V10/man/man1/ocr.1
.TH OCR 1 cetus,hydra,coma
.CT 1 graphics
.SH NAME
ocr \- optical character recognition
.SH SYNOPSIS
.B ocr
[
.I option ...
]
[
.I file
]
.SH DESCRIPTION
.I Ocr
reads a black-and-white image of a page from
.IR file ,
and writes ASCII to the standard output.
If no
.I file
is specified, it reads from the standard input.
.PP
The input is a
.IR picfile (5)
image of one column of machine-printed text, normally
scanned in by
.IR cscan (1).
Fonts, sizes, and line-spacings may vary within the column,
but each line should have a constant text size and baseline.

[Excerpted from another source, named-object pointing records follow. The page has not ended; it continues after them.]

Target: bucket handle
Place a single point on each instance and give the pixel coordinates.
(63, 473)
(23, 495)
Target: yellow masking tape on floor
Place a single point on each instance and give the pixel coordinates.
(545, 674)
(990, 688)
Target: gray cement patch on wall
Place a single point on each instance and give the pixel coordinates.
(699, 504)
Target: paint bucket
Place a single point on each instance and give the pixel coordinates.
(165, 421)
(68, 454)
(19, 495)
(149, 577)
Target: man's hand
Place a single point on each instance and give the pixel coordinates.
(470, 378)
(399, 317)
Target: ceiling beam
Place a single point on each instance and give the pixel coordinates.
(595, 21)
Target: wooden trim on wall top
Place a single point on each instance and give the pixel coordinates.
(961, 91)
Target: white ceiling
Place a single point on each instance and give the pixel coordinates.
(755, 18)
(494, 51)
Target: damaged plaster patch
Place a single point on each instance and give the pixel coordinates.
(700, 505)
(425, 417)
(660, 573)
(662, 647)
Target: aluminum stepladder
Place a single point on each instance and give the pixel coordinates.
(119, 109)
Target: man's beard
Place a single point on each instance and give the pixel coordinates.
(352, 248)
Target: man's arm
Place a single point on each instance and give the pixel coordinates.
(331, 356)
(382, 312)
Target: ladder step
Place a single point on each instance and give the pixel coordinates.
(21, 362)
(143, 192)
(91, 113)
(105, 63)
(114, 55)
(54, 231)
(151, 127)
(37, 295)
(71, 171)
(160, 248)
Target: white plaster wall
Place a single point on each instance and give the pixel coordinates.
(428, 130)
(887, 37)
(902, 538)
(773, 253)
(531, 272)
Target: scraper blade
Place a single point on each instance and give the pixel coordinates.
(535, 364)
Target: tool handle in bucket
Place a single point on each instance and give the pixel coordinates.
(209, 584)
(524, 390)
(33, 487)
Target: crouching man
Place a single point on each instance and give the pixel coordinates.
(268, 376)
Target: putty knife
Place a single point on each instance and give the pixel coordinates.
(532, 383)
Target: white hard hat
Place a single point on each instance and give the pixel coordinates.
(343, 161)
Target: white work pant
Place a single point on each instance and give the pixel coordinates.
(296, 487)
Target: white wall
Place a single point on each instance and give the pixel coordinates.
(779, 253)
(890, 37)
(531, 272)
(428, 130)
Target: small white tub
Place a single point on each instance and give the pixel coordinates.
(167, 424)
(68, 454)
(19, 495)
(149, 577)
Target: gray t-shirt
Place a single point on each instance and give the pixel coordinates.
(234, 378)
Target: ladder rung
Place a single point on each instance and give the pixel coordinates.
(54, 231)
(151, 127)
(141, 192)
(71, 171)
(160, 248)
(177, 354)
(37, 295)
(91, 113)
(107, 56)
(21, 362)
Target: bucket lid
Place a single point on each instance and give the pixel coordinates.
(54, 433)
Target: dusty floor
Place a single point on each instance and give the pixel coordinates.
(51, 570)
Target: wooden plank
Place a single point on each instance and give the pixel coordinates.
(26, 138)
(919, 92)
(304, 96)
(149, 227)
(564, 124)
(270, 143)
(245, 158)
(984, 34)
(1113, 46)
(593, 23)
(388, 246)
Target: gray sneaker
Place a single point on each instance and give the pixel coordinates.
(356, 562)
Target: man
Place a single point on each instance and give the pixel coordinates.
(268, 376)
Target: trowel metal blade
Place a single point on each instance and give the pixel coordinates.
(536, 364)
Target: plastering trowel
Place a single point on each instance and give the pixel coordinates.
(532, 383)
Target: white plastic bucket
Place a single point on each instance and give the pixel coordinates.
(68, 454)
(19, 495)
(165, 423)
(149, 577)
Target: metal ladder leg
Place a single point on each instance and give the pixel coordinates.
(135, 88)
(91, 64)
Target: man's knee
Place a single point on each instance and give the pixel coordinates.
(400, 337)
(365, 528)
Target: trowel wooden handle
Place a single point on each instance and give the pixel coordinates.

Lines should be parallel and roughly horizontal.
.PP
In the output, white space approximates the original page layout.
Words that
.IR spell (1)
are preferred, and hyphenations across lines are recombined.
.PP
The options are:
.nr xx \w'\fL-pn,m\ \ '
.TP \n(xxu
.BI -a s
The alphabet is the union of symbol sets selected by characters in string
.IR s ,
from among:
.RS
.PD
.nr yy \w'\fLA\ \ '
.TP \n(yyu
.B A
ABCDEFGHIJKLMNOPQRSTUVWXYZ
.PD0
.TP
.B a
abcdefghijklmnopqrstuvwxyz
.PD0
.TP
.B 0
0123456789
.PD0
.TP
.B .
.ie t \&.\^,\|-\^:\^;\|*\^'\|\^"\|?\^!\|/\|&\|$\^(\^)\^[\|\^]\|#\|@\|% \0\0\0\0\0\0\0\0\0\0\0 \kz(basic punctuation)
.el \&.\^,\|-\^:\^;\|*\^'\|\^"\|?\^!\|/\|&\|$\^(\^)\^[\|\^]\|#\|@\|% \0\0\0\0\0\0\0 \kz(basic punctuation)
.ig
should include ` /(em + ???
shouldn't include []#@% ???
..
.PD0
.TP
.B ^
^\|\f(CW~\fR\^`\|\^\\\||\|\^{\|}\|_ \h'|\nzu'(extended punct'n)
.ig
should include []#@% ???
shouldn't include ` ???
..
.PD0
.TP
.B +
+\^\-\^*\|/\|<\^>\^=\^.\^E\|e\|[\|] \h'|\nzu'(numerical punct'n)
.PD0
.TP
.B s
.ie t \(sc\^\(dg\^\(dd\^\(ct\|\(bu\|\(co\|\(rg\|\(de\^\(fm\^\(en\|\^\(mi\|\(em \h'|\nzu'(selected non-ASCII)
.el \\(sc\\(dg\\(dd\\(ct\\(bu\\(co ... \h'|\nzu'(selected non-ASCII)
.PD0
.TP
.B l
.ie t \(fi\|\(fl\|f\h'-.1m'f\|f\h'-.1m'\(fi\|f\h'-.1m'\(fl\|\N'114'\|\N'115'\|\N'105'\|\N'106' \h'|\nzu'(ligatures and digraphs)
.el fi fl ff ffi ffl ae oe ... \h'|\nzu'(ligatures, digraphs)
.PD0
.TP
.B g
.ie t \(*a\(*b\(*g\(*d\(*e\(*z\(*y\(*h\(*i\(*k\(*l\(*m\(*n\(*c\(*o\(*p\(*r\(*s\(*t\(*u\(*f\(*x\(*q\(*w \h'|\nzu'(Greek lower case)
.el \\(*a\\(*b\\(*g\\(*d\\(*e\\(*z ... \h'|\nzu'(Greek lower case)
.PD0
.TP
.B G
.ie t AB\(*G\(*DEZH\(*HIK\(*LMN\(*CO\(*PP\(*STY\(*FX\(*Q\(*W \h'|\nzu'(Greek upper case)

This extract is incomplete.